Wellbeing at work

Creating a healthy workplace isn’t as difficult as you might think and it starts with small, simple changes.

Author

Sarah O'Donovan

Businesses that care about good mental health and wellbeing attract and retain top talent because they’re great places to work, as well as benefiting employees, a mentally healthy workplace is better for your bottom line.

Healthy workplaces promote mental health and wellbeing. They are positive and productive and get the best out of everyone. While the places we work come in all shapes and sizes, mentally healthy working environments have a number of things in common. 

Beyond Blue’s 10 signs of a mentally healthy workplace

1 Mental health is a priority 

Mental health is understood and openly discussed by all levels of the organisation.

2 Mental health support is available

Work colleagues and managers are supportive and responsive to employees’ mental health needs. 

3 Trusting, fair, respectful culture

Employees at all levels interact with honesty and respect and this extends to customers, clients and the public.

4 Open and honest leadership 

Leaders give employees a sense of shared purpose in achieving the goals of the organisation.

5 Good job design

Employees are equipped emotionally and adequately skilled for the job they do and have appropriate working arrangements. 

6 Workload management is addressed

Tasks can be accomplished successfully within the time available. 

7 Employee development and recognition

Employees are encouraged, acknowledged and rewarded. 

8 Employee inclusion and influence

Employees have control of the way they work and influence important decisions.

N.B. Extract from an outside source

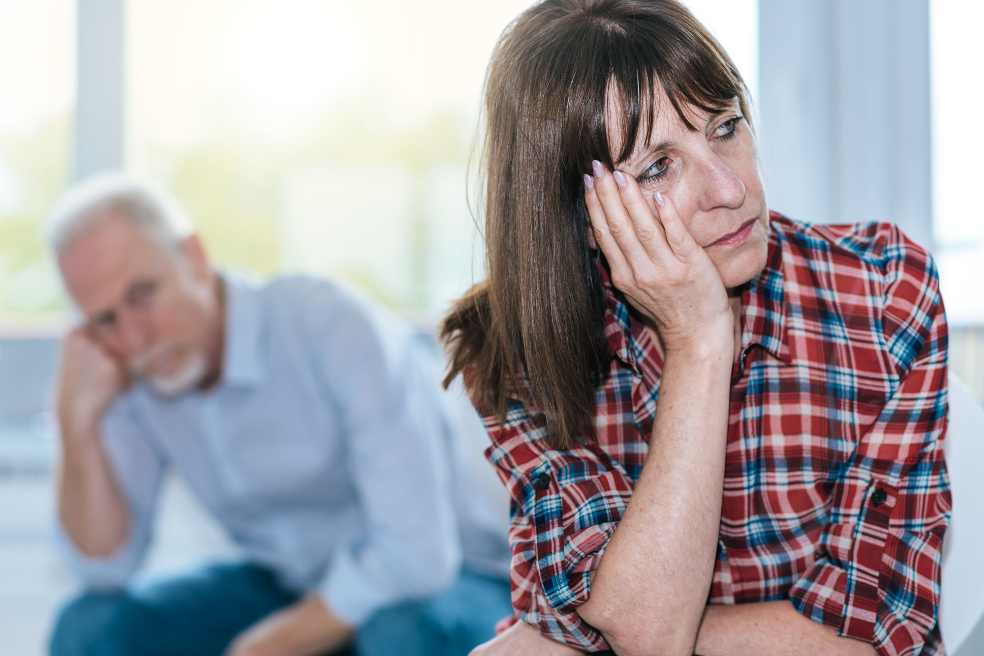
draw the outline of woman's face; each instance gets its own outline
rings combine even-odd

9 Physical safety is a given

Employees can carry out their work safely including being free from violence from customers and the public.

10 Work and life balance is acknowledged 

The need for balance between the demands of work, family and personal life are recognised. 

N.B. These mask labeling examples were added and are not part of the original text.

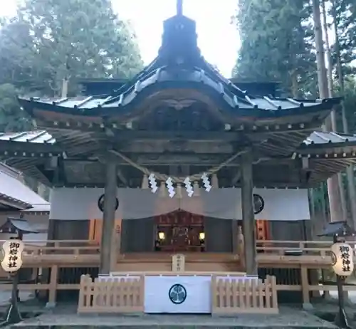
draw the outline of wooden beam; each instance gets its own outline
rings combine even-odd
[[[249,275],[257,275],[252,151],[244,153],[241,155],[241,161],[242,226],[245,242],[246,271]]]
[[[111,265],[112,237],[115,230],[115,213],[116,203],[116,163],[107,158],[106,177],[103,216],[103,231],[100,249],[100,274],[109,274]]]

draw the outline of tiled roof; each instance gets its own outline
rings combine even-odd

Research shows taking breaks can boost productivity

For employees, here are some simple steps you can take to promote wellbeing and take care of yourself at work:

Limit working extra hours

Working long hours can negatively impact your health. If this is something you find yourself doing, have a chat with your manager about your workload.

Schedule meetings during core working hours 

Arrange meetings within core working hours (9am–12.30pm and 1.30pm–5pm) to ensure your precious ‘out-of-hours’ time is protected.

Take regular breaks

Being busy all the time will ultimately lead to burnout. Research shows taking breaks can boost productivity. Walk around the block or go get 
some water.

Set realistic deadlines

Preparing a personal work schedule to ensure you complete work on time will improve productivity and help you work to a high standard without undue pressure. 

Take holiday leave

Taking holidays, or short getaways, helps reduce work-related stress, increases productivity, and prevents anxiety and depression.

Remember it’s okay to say no

It can be difficult to say no, but a manageable workload means you’re more likely to complete projects to a higher standard, leaving you in a better position to say yes to new tasks.  

‘Switch off’ from technology

Lead by example and don’t let emailing late at night become part of your work culture.

Make use of an Employee Assistance Program (EAP)

Many workplaces offer EAPs to help employees with personal and work-related issues impacting their work performance, health and emotional wellbeing.

Explore flexible working arrangements

Making work fit better into your day-to-day life can help improve your general wellbeing. Work closely with your manager so you can do your job in a way that works for both of you.  

Heads Up

HIA Charitable Foundation partner Beyond Blue has come together with the Mentally Healthy Workplace Alliance to create Heads Up, a free web-based initiative supporting Australian workplaces.

Along with interactive tools that allow anyone to create an action plan for their workplace, the Heads Up website also provides a wealth of information on fostering healthy workplaces.